Criticisms of Berkowitz and Kushner were never about their age or experience, given that they came from the same crowd that celebrated the ascendance of the 30-something failed novelist Ben Rhodes to the highest reaches of power in the previous administration.

Rather, the criticisms were about the unwillingness of the two men, publicly Jewish and proudly Zionist, to kowtow to the same tired experts who have made their careers pushing the same conventional wisdom that produced nothing but stalemate. The success of the youthful Berkowitz on a project where the so-called experts have met little success is all the more proof of the intellectual bankruptcy of the experts President Donald Trump has so often dismissed—in this case, rightly so.

The fundamental mistake of the peace process, and of the cadres of experts who have made that process into lifetime appointments to a revolving door of government, think tank, and academic jobs, is the idea that the solution to the Arab-Israeli conflict is peace between the Israelis and Palestinians.

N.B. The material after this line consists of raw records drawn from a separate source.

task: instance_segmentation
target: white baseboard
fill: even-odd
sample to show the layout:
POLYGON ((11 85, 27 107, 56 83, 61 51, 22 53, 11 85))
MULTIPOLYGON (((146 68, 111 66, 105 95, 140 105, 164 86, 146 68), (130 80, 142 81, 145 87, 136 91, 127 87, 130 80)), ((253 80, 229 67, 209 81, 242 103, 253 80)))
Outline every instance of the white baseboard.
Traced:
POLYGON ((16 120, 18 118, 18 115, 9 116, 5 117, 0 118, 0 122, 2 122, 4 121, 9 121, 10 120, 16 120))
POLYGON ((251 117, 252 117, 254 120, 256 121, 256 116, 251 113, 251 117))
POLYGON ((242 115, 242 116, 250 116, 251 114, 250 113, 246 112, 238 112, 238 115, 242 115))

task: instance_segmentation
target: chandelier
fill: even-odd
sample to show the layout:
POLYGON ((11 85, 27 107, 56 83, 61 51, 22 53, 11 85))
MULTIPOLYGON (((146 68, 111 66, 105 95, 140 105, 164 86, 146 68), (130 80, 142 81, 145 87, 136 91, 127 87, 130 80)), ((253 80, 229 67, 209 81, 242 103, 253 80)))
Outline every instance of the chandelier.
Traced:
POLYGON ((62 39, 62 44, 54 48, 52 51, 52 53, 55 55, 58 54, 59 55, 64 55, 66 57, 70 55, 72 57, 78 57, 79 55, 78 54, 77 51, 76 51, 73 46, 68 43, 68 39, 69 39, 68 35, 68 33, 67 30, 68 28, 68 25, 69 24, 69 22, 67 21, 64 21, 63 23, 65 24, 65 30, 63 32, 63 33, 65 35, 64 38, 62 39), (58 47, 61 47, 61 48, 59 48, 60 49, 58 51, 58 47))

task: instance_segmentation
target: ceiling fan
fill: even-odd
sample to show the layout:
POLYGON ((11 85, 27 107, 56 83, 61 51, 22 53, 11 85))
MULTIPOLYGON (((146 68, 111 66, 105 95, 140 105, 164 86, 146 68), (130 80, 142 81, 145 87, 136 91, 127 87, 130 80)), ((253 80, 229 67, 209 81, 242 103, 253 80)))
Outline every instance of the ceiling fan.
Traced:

But such a peace remains as far out of reach as it ever was. In the meantime, the Trump administration has secured a great victory in the ongoing quest for peace between Israel and its neighbors—the lack of which was and remains the true threat to global security and the true threat to American interests in the region.

The deal has been cheered from Jerusalem to Abu Dhabi to Washington, D.C.; even Joe Biden tried to take credit for it. The only sour grapes are coming from Rep. Rashida Tlaib (D., Mich.) and others who make their bread agitating for perpetual struggle over the West Bank, and from failed negotiators like Rhodes. The New York Times, in its coverage of the historic accord, solicited only one "expert" quote for the story, from professional kvetcher Jeremy Ben-Ami of the Soros-funded J Street.

Now there are signs that Oman and Sudan, fearful of Iranian bellicosity, may follow the UAE and Bahrain. Iran's bellicosity could even lead to rapprochement between Israel and Saudi Arabia. Chock up the howls that we will undoubtedly hear if that comes to pass as further evidence of the intellectual bankruptcy of the mainstream, now painfully exposed by a man they derided as an upstart.